There could be a jump in households potentially struggling to pay back their debts if interest rates were increased to around 2%, a Bank of England document says, with low mortgage rates currently keeping borrowing costs down.
Last week, the Bank kept the base rate on hold at 0.5%, but left the door open for a potential rise in May.
Minutes of the latest Monetary Policy Committee (MPC) meeting showed that two of the nine members voted to raise rates to 0.75% amid concerns over inflation as wage growth has started to pick up.
A record of the Financial Policy Committee (FPC) meeting which took place on March 12 was published by the Bank on Tuesday.
It said the total debt service ratio - defined as interest payments plus mortgage repayments as a share of household disposable income - was below the pre-crisis average in the third quarter of 2017.
The share of households with a debt ratio above which they may be more likely to experience repayment difficulties also remains relatively small, at 1.4% in the third quarter of 2017.
The average share of households in this situation prior to the crisis was 1.9%.

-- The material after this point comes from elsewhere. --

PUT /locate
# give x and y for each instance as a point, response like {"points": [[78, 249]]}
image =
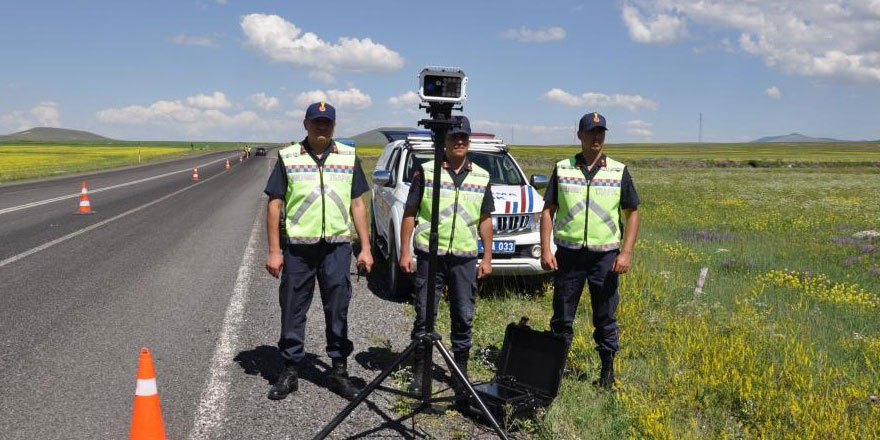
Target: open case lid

The document said: “Mortgage interest rates would need to increase by around 150 basis points with no change in household income for this ratio to return to its pre-crisis average.”
The report also cautioned that it was important not to draw too much comfort from comparisons to the pre-crisis era “given the scale of vulnerabilities that had built up then”.
The document said although the share of lending at very high loan-to-value ratios of over 95% has remained significantly below pre-crisis levels, the share of lending at LTV ratios just below that has recovered from its crisis troughs.
But it said there was little evidence of easier credit conditions driving a stronger uptake in mortgage borrowing by households in aggregate.
A pick-up in owner-occupier mortgage lending has been offset by the softness in demand in the buy-to-let market, the document said.
The FPC meets to identify risks to financial stability and agree policy actions aimed at safeguarding the resilience of the financial system.